How have all the factors above been brought together to estimate a fair value?
  • The analysts have a consensus price target of SEK146.667 for Haypp Group based on their expectations of its future earnings growth, profit margins and other risk factors. However, there is a degree of disagreement amongst analysts, with the most bullish reporting a price target of SEK220.0, and the most bearish reporting a price target of just SEK90.0.
  • In order for you to agree with the analyst's consensus, you'd need to believe that by 2028, revenues will be SEK6.3 billion, earnings will come to SEK279.3 million, and it would be trading on a PE ratio of 20.7x, assuming you use a discount rate of 6.2%.
  • Given the current share price of SEK147.0, the analyst price target of SEK146.67 is 0.2% lower. The relatively low difference between the current share price and the analyst consensus price target indicates that they believe on average, the company is fairly priced.
  • We always encourage you to reach your own conclusions though. So sense check these analyst numbers against your own assumptions and expectations based on your understanding of the business and what you believe is probable.
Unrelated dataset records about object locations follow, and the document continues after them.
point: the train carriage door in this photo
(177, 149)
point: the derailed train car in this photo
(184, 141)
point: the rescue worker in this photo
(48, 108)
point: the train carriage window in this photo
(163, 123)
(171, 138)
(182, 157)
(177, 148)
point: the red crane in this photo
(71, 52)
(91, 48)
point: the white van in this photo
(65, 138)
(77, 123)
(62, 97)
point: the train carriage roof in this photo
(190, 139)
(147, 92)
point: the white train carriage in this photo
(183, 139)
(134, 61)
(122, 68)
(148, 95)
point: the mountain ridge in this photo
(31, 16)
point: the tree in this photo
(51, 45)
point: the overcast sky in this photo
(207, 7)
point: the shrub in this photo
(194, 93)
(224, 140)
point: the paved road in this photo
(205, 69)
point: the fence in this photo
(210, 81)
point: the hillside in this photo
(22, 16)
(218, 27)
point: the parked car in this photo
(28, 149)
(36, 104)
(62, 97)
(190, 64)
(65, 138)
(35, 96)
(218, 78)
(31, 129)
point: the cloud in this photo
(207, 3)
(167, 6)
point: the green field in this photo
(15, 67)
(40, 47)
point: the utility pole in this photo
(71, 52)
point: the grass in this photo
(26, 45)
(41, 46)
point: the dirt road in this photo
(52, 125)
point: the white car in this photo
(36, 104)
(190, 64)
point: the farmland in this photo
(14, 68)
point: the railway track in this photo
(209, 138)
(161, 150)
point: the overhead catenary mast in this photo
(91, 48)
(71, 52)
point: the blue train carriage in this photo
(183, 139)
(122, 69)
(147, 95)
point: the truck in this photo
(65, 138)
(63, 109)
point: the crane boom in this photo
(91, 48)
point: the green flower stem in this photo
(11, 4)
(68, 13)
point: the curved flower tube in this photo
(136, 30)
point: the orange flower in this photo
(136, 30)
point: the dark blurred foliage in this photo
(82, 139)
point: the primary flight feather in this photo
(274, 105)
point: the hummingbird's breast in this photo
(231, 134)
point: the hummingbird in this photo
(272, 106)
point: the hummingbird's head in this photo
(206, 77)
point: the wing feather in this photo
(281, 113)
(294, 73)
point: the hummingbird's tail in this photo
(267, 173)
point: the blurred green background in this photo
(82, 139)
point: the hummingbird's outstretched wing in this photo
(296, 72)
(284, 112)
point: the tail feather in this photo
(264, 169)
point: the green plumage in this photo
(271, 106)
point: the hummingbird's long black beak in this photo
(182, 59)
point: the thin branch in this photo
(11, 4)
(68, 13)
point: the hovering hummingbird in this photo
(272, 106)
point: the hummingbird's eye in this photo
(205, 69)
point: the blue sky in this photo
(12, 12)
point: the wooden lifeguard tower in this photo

How well do narratives help inform your perspective?

Disclaimer

AnalystConsensusTarget is a tool utilizing a Large Language Model (LLM) that ingests data on consensus price targets, forecasted revenue and earnings figures, as well as the transcripts of earnings calls to produce qualitative analysis. The narratives produced by AnalystConsensusTarget are general in nature and are based solely on analyst data and publicly-available material published by the respective companies. These scenarios are not indicative of the company's future performance and are exploratory in nature. Simply Wall St has no position in the company(s) mentioned. Simply Wall St may provide the securities issuer or related entities with website advertising services for a fee, on an arm's length basis. These relationships have no impact on the way we conduct our business, the content we host, or how our content is served to users. The price targets and estimates used are consensus data, and do not constitute a recommendation to buy or sell any stock, and they do not take account of your objectives, or your financial situation. Note that AnalystConsensusTarget's analysis may not factor in the latest price-sensitive company announcements or qualitative material.